The sea inside! Is a movie soon coming to theatres... the movie is about a man that lost his connection to the body and had to lie in a bed for many years. His only wish was to die and he fought for that. But sometimes if he was in the mood he took a tour down to the beach... by flying  ::D: !

----------


## Soilent Green

one movie that really tends to get overlooked because of overfamiliarity is

"Alice in Wonderland". That movie is a great movie about dreaming that manages to be both philosophically deep but also entertaining throughout. Of course, the book is better. You can buy a pocket-sized copy of the "alice's adventures in wonderland" and "through the looking glass" (together) at barnes and nobles for $5...look for the tables that have piles of pocketsized "classics". Well worth the money.

----------


## Funki10is

Uhm...this movie isnt really about dreams but since its a good movie and the name Dream is in the title..why not.  

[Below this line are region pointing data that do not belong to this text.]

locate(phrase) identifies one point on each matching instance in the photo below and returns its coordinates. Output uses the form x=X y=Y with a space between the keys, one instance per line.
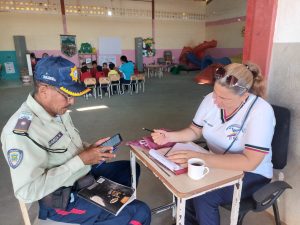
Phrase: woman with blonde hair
x=238 y=126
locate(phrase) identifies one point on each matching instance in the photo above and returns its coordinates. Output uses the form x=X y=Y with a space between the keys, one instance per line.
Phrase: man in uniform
x=47 y=159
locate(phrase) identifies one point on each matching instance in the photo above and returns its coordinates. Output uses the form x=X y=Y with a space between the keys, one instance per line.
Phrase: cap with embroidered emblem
x=60 y=72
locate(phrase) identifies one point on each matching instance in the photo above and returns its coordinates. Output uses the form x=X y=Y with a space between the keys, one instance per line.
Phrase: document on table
x=175 y=168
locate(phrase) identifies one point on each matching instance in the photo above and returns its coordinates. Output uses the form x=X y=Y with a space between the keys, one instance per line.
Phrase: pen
x=168 y=151
x=148 y=130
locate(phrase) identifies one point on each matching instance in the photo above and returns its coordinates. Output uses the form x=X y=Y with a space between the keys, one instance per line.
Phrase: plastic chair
x=133 y=83
x=141 y=81
x=104 y=82
x=25 y=207
x=115 y=82
x=90 y=83
x=267 y=196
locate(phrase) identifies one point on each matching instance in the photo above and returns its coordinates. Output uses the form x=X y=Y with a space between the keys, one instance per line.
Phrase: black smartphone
x=114 y=141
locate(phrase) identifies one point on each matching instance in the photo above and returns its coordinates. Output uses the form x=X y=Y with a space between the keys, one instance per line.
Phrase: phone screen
x=113 y=141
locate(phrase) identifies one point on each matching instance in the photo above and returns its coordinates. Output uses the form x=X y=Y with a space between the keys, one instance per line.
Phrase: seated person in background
x=84 y=73
x=127 y=69
x=105 y=69
x=53 y=164
x=112 y=70
x=45 y=54
x=93 y=70
x=238 y=125
x=33 y=61
x=99 y=73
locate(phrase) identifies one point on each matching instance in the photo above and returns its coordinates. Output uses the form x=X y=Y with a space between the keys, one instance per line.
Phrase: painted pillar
x=260 y=25
x=153 y=20
x=63 y=14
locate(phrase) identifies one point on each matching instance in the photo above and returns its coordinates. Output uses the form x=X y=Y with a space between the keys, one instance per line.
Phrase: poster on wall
x=107 y=59
x=110 y=45
x=68 y=45
x=9 y=68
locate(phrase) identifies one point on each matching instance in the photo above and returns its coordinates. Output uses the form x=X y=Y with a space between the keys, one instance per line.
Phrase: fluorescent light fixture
x=92 y=108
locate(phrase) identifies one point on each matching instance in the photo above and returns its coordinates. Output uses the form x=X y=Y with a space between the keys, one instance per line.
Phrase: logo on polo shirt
x=232 y=131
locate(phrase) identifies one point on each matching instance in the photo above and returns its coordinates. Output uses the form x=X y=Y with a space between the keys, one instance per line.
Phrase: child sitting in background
x=93 y=70
x=99 y=73
x=112 y=70
x=105 y=69
x=84 y=73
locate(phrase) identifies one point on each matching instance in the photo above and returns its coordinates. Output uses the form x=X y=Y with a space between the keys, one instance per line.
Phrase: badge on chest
x=232 y=131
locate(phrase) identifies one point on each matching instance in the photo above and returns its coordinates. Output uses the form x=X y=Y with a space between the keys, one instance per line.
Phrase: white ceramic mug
x=197 y=168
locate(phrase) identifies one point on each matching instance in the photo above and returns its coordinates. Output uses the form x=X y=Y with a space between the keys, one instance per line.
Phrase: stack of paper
x=159 y=155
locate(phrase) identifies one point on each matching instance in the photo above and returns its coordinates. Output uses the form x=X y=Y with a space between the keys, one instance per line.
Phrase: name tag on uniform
x=55 y=139
x=23 y=122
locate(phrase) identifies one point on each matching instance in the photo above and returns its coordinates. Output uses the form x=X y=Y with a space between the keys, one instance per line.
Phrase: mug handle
x=207 y=171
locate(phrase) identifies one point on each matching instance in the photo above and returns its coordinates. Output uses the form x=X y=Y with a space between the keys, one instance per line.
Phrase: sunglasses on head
x=230 y=80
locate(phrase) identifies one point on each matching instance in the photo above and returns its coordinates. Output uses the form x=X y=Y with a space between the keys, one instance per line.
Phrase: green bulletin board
x=9 y=68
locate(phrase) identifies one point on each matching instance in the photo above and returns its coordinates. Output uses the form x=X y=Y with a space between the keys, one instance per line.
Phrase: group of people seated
x=124 y=72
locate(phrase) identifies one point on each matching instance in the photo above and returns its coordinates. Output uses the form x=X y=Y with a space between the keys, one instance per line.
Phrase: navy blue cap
x=59 y=72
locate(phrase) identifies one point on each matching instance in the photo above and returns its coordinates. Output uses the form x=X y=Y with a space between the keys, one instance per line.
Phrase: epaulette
x=23 y=123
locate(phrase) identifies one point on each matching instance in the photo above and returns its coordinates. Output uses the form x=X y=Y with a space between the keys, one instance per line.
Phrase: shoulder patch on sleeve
x=15 y=157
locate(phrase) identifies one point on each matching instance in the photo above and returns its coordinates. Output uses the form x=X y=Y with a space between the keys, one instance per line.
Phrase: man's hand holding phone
x=96 y=153
x=102 y=150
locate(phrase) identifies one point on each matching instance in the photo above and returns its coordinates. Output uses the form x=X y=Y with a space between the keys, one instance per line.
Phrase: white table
x=185 y=188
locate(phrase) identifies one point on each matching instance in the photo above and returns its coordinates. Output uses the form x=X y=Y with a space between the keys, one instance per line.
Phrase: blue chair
x=267 y=196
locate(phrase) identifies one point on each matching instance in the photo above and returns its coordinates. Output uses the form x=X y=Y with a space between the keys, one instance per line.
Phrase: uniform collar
x=37 y=109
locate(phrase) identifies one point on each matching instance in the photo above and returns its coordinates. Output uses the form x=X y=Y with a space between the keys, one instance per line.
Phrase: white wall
x=224 y=24
x=224 y=9
x=284 y=86
x=42 y=31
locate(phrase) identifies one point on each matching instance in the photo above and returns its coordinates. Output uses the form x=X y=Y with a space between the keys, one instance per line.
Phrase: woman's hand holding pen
x=161 y=137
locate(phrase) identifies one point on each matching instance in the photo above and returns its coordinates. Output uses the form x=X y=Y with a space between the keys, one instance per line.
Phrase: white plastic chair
x=133 y=83
x=141 y=81
x=104 y=82
x=91 y=83
x=115 y=82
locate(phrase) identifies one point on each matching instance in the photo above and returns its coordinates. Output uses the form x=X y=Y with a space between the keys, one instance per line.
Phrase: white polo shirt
x=256 y=135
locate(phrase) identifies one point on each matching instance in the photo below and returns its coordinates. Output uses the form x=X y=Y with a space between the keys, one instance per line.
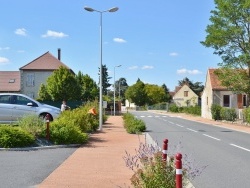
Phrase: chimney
x=59 y=54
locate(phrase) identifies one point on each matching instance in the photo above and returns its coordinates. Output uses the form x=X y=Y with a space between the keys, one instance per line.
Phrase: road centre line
x=240 y=147
x=211 y=137
x=179 y=125
x=192 y=130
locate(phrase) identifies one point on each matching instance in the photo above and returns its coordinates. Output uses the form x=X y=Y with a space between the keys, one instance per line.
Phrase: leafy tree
x=62 y=84
x=136 y=93
x=229 y=36
x=168 y=96
x=197 y=87
x=89 y=88
x=43 y=94
x=155 y=94
x=120 y=88
x=105 y=80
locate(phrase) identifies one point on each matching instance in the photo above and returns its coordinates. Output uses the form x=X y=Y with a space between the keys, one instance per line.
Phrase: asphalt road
x=26 y=169
x=225 y=152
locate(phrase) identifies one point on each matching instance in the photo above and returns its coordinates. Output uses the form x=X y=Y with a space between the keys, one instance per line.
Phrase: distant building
x=30 y=76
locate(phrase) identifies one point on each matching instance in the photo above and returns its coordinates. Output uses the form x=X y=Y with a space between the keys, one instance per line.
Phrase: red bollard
x=178 y=166
x=47 y=123
x=164 y=149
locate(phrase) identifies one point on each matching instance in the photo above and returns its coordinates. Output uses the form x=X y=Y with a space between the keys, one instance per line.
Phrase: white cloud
x=173 y=54
x=119 y=40
x=21 y=31
x=4 y=61
x=5 y=48
x=133 y=67
x=185 y=71
x=147 y=67
x=54 y=34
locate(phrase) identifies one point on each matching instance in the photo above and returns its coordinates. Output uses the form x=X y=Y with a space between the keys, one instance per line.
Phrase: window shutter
x=240 y=101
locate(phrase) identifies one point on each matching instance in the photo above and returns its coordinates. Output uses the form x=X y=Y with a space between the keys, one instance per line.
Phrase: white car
x=14 y=106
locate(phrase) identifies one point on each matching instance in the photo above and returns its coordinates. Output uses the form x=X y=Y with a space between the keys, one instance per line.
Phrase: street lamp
x=114 y=9
x=114 y=86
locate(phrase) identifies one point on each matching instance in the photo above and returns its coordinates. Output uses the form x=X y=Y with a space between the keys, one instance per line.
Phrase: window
x=185 y=93
x=5 y=99
x=226 y=100
x=30 y=82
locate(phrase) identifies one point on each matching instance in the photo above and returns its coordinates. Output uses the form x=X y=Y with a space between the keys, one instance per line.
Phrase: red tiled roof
x=10 y=81
x=215 y=82
x=45 y=62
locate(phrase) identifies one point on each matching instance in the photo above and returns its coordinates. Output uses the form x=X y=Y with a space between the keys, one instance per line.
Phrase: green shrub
x=81 y=118
x=11 y=137
x=246 y=115
x=228 y=114
x=173 y=108
x=66 y=134
x=194 y=110
x=155 y=173
x=32 y=124
x=132 y=124
x=215 y=110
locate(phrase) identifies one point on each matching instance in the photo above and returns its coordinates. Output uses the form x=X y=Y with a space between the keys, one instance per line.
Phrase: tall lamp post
x=114 y=9
x=114 y=86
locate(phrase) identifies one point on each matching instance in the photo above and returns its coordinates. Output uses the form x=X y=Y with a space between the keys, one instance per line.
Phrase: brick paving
x=99 y=163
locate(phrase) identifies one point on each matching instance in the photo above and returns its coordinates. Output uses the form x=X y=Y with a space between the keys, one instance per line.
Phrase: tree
x=62 y=84
x=120 y=88
x=88 y=87
x=229 y=36
x=196 y=87
x=136 y=93
x=43 y=93
x=105 y=80
x=155 y=94
x=168 y=96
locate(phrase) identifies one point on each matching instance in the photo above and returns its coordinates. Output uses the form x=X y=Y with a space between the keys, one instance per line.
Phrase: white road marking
x=240 y=147
x=192 y=130
x=179 y=125
x=211 y=137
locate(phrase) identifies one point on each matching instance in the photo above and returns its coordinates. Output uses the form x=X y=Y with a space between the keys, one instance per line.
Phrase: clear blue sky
x=156 y=41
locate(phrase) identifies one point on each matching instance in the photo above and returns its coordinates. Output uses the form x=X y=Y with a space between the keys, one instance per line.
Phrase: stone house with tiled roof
x=185 y=96
x=10 y=81
x=30 y=76
x=215 y=93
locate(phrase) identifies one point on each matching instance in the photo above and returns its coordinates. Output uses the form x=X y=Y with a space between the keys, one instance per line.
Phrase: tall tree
x=89 y=88
x=120 y=88
x=155 y=94
x=62 y=84
x=136 y=93
x=229 y=36
x=197 y=87
x=105 y=80
x=168 y=96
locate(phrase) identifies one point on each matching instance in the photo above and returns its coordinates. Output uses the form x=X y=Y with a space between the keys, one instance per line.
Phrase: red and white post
x=164 y=149
x=178 y=166
x=47 y=117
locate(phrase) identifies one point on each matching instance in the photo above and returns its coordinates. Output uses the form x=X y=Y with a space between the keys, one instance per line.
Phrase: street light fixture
x=114 y=86
x=114 y=9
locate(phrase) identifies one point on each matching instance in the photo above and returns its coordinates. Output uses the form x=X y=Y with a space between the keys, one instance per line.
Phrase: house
x=30 y=76
x=185 y=96
x=215 y=93
x=10 y=81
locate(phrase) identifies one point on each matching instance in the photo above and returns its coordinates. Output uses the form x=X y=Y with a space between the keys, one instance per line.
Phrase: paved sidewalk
x=99 y=163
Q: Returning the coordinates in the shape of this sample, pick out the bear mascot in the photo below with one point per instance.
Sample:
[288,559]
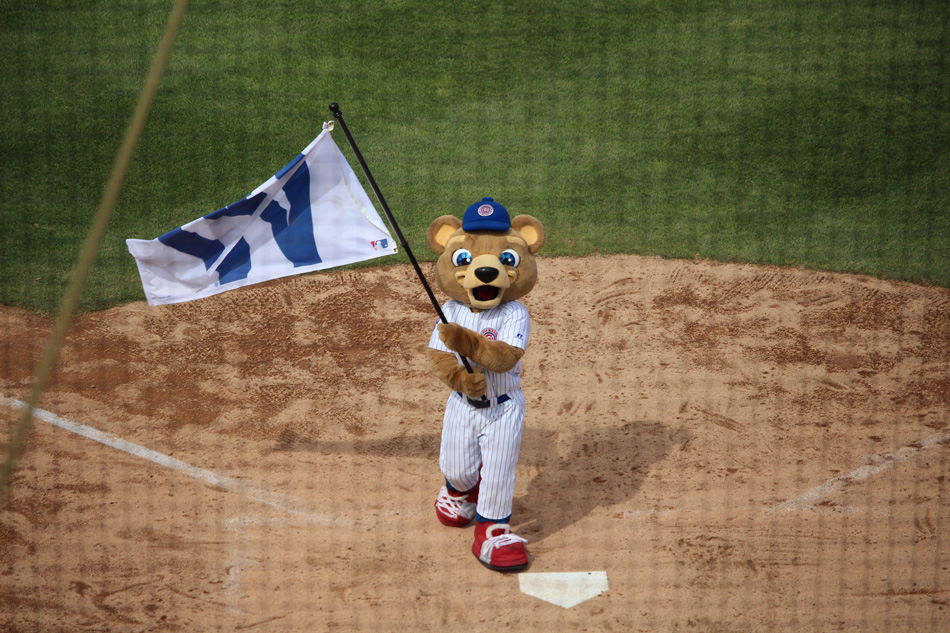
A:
[486,263]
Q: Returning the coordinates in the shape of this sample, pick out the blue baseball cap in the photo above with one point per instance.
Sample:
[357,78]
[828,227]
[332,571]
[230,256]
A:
[486,215]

Requiem for a Dream.  Yes its a movie about these kids that have a dream to be rich I guess.  Everything falls to shit.  Def Rated R for strong sexual content   ::-P:

----------


## Merck

Waking Life is definitely a must see.  There is a scene where a man and woman are laying in bed and discussing reincarnation (among other things).  Those two characters actually appear in in their own movie.  Its titled, Before Sunset.  Then the sequel to that is Before Sunrise.  Those two movies don't really deal with dreaming a lot but I just thought I would let everyone know about it in case some were interested.  I had an interesting experience in the dream world when I was younger that I never really remembered until I saw Waking Life.  The part that made me remember was when the main character looks at his digital alarm clock and all the bars on the digital readout are blinking and THAT is when I remembered seeing the precise same thing except it was on the timer on the oven in my house.  Some of the conversations can get pretty far off the deep end and seem to look really really in depth at small trivial things and some are made to sound scientific when there really isn't much more that imagination combined with anthropological history.  Now that's not to say that the conversations are pointless, they are very interesting and I can see where a lot of the characters are coming from.  But also a lot of it was a bit out of my field of knowledge so maybe I'm wrong.  Overall though, I love the movie, especially the styles of animation.

----------


## DvDGuY

Vanilla Sky is a remake the original movie is called Abre los Ojos (open your eyes), the movie was taken almost word for word but the original has this dream feel to it that I thoguth the amrican version lacked. and penelope cruz is in the the original version too. I recomed that if you liked vanilla sky to watch Open your eyes is subtittled but like I said it has more of a dream feel to it.

----------


## Trojan1313

Might not be directly dream related, but well, kind of... what about Donnie Darko?
Don't have a link though, sorry.

----------


## Barbizzle

See LITTLE NEMO! Its all about lucid dremaing and this litty boy goes to a dream world to save this king, and then he has to go to nightmare land, and has several FAs.  Its in cartoon form, but its darker than disney films.  It was recently re-relsaed on dvd. look it up, i cannot tlel you how many lcuid dreams I had just by watching this as a kid, and even today.

----------


## queensofthestoneage

I've always loved Little Nemo, but I had forgotten about it.
Thank you, this might be an inspiration to set my mind to having Lucid Dreams and improve my Dream Recall.

----------


## Sinar

Curse you trojan lol. As soon  as i saw this thread i thought "Donnie Darko" andi  was going to suggest....then you stepped in lol.
 to those who have never seen this, it's not exactly about dreams but its all about phycological stuff. Thankfully, God gave me the ability to understand all this stuff easilly....as for my bro....not so much lol. therefor i had to explain a little. anyways, Donnie is smart but a little bit of a freak/outcast. well, he starts this whole space ime continum thing and he starts to see bubbles come out off peoples chest....long bubbles. turns out, them bubbles are their destiny. anyways, its really weird but in a good way. and its cool because they don't argue religious stuff and, being christian, thats kept me from watching a few movies.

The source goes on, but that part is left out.